Regardless, what Ukraine wants is not necessarily what the U.S. and NATO need. Ever since the 2008 Bucharest summit in which then-President George W. Bush advocated on Ukraine’s behalf, France, Germany, and a good chunk of Europe have opposed bestowing NATO status upon Kyiv. This is partly because Europe as a whole doesn’t want to send European troops to defend a nation that has always been in Russia’s sphere of influence. Ditto the U.S. — despite showering Ukraine with over $2.5 billion in military aid since 2014 (Biden authorized an additional $60 million this week), it understands that treating Ukraine as a NATO ally means sending Americans to war with Russians. When asked in June whether Ukraine would join NATO, Biden responded stiffly: “School’s out on that question. It remains to be seen.”
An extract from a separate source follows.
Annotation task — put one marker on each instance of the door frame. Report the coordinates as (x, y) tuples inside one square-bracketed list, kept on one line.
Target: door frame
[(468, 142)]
But while U.S. policymakers are not enthusiastic about Ukraine entering the club, they haven’t closed the door either. There is a degree of moral hazard to this kind of muddle, for it not only provides Ukraine with a false sense of hope but incentivizes Kyiv to hold out for unrealistic terms with Moscow. Half-hearted promises of NATO protection could also encourage Ukraine to take greater risks, which would undoubtedly instigate a response from Russia.

Zelensky wants Biden to be a friend. Biden should act like a friend and be brutally honest with the Ukrainian leader: Inducting Ukraine into NATO is too risky of a proposition. It will add another security burden the U.S. doesn’t need, undermine whatever chances there are for a workable U.S.-Russia relationship, and compel American service members to fight and die for a country that is, frankly, more important to Moscow than it is to Washington.

Ukraine wants a clear yes or no answer. Biden should give him one.